EU begins to see migrants as a problem to be fought
The "brain drain" keeps being a major challenge in many European countries. The number of EU immigrants in the UK is constantly increasing (in a recent approximate estimation by the Italian Embassy and Consulate our compatriots in England are around 500 thousands) and there is a growing concern that they may have a negative impact on welfare.

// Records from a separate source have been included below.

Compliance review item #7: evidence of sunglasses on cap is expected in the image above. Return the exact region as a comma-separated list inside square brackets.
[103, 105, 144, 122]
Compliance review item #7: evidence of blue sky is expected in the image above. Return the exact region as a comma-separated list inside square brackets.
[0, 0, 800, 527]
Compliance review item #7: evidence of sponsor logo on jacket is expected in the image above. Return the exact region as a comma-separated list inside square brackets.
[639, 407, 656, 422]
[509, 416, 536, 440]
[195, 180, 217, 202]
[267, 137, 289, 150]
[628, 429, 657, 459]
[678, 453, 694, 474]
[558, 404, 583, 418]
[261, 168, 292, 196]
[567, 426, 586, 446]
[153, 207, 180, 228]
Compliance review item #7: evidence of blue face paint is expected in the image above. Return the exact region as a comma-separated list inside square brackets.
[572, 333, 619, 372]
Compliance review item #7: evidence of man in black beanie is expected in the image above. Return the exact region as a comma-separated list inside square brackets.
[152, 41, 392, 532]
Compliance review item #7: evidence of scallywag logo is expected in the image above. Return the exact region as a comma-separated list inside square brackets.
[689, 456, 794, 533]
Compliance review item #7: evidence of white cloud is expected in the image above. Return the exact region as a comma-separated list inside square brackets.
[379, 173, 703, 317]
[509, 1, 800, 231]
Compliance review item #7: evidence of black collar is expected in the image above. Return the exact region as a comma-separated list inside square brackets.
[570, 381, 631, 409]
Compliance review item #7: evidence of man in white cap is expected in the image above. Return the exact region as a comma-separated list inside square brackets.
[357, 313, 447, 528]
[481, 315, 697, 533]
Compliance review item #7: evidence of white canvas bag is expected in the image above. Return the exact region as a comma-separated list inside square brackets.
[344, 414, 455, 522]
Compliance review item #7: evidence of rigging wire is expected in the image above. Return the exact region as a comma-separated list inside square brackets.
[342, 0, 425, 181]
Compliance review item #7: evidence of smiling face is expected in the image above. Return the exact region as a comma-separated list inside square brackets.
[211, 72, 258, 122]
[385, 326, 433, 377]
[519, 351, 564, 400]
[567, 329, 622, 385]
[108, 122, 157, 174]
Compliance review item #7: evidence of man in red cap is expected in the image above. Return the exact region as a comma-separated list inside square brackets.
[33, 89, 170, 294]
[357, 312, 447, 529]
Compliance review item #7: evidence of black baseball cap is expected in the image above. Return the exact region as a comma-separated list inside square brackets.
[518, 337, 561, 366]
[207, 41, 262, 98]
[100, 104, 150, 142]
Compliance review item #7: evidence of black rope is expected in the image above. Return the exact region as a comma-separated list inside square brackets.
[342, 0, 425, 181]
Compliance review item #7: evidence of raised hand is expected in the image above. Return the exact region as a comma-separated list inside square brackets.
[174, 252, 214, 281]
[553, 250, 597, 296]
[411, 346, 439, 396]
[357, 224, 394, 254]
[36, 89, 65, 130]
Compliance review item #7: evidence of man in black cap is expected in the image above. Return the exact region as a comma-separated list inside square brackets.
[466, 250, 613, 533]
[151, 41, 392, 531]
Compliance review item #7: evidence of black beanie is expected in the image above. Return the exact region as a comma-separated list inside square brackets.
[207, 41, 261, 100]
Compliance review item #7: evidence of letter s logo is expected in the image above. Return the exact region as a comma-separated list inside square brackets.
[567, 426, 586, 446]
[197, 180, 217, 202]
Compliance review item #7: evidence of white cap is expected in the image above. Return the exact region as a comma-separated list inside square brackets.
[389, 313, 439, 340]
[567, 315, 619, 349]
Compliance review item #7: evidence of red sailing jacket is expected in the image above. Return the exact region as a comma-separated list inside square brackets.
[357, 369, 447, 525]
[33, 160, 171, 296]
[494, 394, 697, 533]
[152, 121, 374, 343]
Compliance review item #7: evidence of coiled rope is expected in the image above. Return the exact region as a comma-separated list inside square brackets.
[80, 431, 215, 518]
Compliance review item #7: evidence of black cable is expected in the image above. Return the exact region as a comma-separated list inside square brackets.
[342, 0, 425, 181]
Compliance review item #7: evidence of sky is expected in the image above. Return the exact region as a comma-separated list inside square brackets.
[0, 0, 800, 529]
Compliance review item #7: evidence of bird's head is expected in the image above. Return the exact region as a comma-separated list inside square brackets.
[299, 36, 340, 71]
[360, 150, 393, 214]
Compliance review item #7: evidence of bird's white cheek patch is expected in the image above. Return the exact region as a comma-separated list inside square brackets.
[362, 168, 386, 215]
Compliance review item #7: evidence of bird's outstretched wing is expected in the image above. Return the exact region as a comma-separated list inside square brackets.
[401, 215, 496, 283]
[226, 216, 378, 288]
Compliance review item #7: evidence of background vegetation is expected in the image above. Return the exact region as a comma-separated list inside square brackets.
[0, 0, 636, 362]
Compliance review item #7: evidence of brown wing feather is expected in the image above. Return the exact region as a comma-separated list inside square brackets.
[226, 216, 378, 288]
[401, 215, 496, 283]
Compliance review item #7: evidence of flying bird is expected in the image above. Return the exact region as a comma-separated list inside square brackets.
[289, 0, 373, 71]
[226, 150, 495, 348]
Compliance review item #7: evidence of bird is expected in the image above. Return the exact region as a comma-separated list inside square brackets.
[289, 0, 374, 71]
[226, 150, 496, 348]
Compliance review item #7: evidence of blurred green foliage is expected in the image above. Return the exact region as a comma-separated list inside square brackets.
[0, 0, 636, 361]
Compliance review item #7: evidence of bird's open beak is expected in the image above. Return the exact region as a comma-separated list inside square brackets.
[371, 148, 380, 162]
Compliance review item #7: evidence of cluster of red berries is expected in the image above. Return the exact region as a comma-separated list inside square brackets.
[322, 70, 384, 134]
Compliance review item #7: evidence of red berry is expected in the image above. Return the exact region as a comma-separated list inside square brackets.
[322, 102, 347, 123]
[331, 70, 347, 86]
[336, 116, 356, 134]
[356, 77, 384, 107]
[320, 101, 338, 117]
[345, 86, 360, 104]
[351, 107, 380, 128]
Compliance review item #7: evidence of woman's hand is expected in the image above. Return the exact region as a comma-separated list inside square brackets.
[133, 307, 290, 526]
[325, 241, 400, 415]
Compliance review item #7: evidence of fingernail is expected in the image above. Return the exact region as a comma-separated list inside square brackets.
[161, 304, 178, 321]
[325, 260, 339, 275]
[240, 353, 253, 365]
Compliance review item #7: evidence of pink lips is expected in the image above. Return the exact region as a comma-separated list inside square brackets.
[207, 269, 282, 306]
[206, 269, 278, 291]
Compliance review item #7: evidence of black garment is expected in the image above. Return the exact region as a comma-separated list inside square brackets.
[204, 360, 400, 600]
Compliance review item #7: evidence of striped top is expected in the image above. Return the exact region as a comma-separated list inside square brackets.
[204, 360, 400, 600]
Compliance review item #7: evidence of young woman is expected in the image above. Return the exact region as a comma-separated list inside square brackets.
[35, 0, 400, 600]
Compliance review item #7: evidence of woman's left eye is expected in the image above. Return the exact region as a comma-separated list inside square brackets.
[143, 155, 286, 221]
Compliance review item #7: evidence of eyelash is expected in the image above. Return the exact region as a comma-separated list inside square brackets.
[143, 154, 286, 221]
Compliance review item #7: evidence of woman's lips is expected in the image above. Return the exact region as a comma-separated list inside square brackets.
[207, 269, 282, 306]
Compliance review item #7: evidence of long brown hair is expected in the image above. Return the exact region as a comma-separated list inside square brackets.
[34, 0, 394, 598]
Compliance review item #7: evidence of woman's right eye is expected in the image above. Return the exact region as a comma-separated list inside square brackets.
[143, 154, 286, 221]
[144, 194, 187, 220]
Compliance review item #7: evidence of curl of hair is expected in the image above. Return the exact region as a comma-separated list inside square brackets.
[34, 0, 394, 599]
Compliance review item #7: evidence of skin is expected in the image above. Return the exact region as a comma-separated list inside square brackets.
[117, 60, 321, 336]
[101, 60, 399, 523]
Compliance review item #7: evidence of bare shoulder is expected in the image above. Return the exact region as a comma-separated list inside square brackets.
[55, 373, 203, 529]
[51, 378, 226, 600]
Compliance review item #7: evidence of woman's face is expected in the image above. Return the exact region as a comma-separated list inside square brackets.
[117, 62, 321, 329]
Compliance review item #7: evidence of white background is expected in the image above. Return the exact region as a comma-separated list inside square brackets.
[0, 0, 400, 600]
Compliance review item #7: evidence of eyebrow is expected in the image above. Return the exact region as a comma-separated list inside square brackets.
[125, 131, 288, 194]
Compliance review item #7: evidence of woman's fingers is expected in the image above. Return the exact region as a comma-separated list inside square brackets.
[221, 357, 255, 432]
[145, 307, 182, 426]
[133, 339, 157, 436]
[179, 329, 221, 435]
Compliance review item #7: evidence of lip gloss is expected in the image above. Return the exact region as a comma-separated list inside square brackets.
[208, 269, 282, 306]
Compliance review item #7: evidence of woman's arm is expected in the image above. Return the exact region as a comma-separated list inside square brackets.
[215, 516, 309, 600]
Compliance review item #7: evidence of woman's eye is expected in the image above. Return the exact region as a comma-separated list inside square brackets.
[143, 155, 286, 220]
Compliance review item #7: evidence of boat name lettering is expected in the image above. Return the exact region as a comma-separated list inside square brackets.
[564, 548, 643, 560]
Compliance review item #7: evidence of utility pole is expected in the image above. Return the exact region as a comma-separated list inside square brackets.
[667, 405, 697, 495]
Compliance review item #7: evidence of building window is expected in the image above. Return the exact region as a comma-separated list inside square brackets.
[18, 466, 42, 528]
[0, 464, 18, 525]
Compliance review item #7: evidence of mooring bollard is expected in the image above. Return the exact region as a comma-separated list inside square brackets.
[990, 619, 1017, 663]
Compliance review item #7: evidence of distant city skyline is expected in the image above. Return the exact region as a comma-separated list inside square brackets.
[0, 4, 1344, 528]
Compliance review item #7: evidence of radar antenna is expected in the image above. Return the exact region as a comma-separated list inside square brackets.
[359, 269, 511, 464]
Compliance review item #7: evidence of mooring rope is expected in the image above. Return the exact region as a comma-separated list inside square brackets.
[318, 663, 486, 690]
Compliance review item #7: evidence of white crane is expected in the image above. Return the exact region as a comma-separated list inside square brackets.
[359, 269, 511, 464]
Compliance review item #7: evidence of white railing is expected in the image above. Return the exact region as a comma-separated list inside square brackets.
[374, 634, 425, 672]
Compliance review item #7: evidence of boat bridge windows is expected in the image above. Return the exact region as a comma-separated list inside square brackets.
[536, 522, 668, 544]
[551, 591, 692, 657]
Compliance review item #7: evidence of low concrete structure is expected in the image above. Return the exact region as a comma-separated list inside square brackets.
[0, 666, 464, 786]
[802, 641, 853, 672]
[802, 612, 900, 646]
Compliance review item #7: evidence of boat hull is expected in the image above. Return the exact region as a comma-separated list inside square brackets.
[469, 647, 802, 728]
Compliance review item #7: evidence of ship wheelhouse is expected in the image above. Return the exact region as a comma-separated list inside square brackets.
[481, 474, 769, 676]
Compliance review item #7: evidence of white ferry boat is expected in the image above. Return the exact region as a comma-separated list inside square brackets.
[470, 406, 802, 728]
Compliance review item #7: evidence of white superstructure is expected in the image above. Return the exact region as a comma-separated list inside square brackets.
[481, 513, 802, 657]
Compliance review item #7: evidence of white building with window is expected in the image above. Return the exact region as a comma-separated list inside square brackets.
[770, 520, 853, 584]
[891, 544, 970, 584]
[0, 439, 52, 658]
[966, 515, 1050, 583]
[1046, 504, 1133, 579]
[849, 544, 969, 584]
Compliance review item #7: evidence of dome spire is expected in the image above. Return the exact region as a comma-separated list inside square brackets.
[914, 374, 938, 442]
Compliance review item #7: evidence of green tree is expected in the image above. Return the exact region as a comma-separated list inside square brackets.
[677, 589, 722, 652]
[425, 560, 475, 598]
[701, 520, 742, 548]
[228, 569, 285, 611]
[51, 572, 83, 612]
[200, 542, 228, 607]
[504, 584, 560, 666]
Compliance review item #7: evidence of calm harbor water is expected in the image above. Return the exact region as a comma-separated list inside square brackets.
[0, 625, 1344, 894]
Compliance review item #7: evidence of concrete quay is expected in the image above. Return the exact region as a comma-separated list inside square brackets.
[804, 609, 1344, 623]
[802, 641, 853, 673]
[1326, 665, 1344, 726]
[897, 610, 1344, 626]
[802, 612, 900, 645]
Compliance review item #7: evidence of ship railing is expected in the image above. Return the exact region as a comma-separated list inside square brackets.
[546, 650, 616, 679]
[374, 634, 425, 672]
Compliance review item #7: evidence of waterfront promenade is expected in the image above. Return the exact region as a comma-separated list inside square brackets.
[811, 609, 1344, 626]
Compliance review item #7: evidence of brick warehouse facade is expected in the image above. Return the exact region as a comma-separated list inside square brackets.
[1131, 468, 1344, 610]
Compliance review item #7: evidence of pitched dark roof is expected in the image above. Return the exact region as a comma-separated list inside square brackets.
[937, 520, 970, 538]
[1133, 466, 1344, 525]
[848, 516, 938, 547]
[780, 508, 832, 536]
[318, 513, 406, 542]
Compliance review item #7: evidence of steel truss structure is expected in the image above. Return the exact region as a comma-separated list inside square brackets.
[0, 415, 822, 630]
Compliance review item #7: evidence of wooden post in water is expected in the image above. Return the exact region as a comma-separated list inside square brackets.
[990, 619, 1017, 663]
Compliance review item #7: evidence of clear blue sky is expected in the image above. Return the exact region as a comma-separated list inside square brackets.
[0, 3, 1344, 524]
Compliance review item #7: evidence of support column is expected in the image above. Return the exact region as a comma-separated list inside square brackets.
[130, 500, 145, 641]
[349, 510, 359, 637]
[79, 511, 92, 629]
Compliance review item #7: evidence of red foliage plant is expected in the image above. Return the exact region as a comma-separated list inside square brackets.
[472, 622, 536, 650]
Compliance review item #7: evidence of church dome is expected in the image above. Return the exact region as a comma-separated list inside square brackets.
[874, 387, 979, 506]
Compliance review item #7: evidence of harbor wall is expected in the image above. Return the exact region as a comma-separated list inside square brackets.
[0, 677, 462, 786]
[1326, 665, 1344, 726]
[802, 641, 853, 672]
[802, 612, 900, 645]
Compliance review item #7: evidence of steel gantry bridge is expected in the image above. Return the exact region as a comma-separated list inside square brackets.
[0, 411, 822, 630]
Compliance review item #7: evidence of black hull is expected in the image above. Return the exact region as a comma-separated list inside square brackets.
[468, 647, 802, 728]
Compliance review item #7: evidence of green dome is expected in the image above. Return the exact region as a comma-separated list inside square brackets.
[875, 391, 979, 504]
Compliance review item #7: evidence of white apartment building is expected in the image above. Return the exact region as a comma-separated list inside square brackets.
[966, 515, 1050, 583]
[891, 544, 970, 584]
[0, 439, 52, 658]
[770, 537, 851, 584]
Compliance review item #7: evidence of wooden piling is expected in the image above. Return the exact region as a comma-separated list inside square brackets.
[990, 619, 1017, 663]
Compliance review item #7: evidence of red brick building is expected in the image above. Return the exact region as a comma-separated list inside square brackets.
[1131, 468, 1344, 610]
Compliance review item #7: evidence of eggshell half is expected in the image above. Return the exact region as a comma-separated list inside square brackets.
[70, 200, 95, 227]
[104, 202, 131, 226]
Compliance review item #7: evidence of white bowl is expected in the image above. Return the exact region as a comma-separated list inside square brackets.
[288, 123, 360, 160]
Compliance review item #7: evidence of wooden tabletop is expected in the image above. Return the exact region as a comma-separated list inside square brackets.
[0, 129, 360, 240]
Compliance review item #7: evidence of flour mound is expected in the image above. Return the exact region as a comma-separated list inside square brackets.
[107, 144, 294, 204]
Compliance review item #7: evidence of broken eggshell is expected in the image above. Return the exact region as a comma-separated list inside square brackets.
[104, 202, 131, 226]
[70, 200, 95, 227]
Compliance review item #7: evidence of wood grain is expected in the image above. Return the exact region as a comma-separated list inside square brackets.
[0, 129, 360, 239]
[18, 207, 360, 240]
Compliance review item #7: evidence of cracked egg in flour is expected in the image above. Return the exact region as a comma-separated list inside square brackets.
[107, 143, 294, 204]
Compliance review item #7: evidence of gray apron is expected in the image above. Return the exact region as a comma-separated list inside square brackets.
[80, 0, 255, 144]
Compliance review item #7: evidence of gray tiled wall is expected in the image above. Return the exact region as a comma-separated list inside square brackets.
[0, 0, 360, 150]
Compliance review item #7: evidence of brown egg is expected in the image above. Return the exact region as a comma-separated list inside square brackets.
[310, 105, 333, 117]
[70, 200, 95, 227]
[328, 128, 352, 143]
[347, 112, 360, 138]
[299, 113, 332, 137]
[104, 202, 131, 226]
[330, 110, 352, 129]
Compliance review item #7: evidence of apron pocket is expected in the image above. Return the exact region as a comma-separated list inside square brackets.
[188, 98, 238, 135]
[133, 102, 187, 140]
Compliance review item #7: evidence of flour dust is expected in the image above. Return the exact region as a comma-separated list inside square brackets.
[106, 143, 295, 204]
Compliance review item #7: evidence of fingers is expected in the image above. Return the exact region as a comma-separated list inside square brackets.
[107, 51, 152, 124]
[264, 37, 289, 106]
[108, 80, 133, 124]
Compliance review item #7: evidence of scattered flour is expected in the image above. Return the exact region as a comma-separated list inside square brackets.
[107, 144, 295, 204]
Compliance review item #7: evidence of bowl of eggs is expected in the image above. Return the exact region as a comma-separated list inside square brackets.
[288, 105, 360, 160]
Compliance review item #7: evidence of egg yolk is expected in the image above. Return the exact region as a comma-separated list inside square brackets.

- Wednesday, 03 December 2014
In the past months, a few studies have showed the significant impact of mobility on job creation and that immigration may have a net positive benefit on hosting countries like the UK (see here for instance). However, the European Court of Justice affirmed in a recent verdict on the issue of “welfare tourism": «A member state must therefore have the possibility of refusing to grant social benefits to economically inactive Union citizens who exercise their right to freedom of movement solely in order to obtain another Member State’s social assistance».
Court of Justice stop to the welfare tourism
Following the case presented to the European Court of Justice regarding two Romanian citizens, a mother and her son, who in Lipsia, Germany, were refused welfare assistance because they are not economically independent and are inactive, the Court clarified the EU Directive on the rights of the “Citizen of the Union”. For the first five years of stay in another member state, the EU citizen who is inactive, not looking for a job and without any economic sources may be denied certain social benefits. Indeed, Elisabeta Dano has been denied unemployment benefits because she doesn’t have a job, she is not looking for one and she has been residing in Germany less than 5 years. There is a re-ignited debate about the use of welfare by migrants in the host country.
«The interests of English people come before everything else» said David Cameron, UK premier, in the past weeks. With the upcoming election around the corner, in May, he is trying to satisfy the Eurosceptic party UKIP. In several moments he announced his wish to limit the “economic migration” , as he describes it. Too many benefits and subsidies, he thinks, for the EU migrants in England.
Expulsions for unemployed EU citizens after six months of stay in United Kingdom is being considered. For now, they will be allowed to receive some benefits only after 4 years of legal residence in the UK.
Establishment of the national supremacy
While the English think tank Open Europe is pushing on the European migrants' affair, it developed a new EU Directive on citizenship and integration. The most relevant ideas of Open Europe for the Directive are the concession of social assistance, public grants for internships, housing allocation should be reserved to resident citizens and only in limited cases to the new citizens arrived. In the authors' opinion the supremacy of national citizens should be re-established. Yet, that would undermine the reason behind the demolition of the barriers in the EU and the meaning of feeling a European citizen everywhere.
The internal migration is still a source
While some member states are becoming intolerant with the increasing number of European migrants, a study of the economic think tank Bruegel shows the positive impact of this phenomenon; it gives the chance in countries that were more affected by the crisis to reduce the local pressure of the local job market. But it also helps match demand and supply, the skills requested by the enterprises vs. the ones offered by the workers, so that it reduces the shortage of skills in the local job market: too few workers with low skills or too few workers highly qualified. There are no doubts about the gains from international trade and exchanges coming from the demolition of the cultural barriers.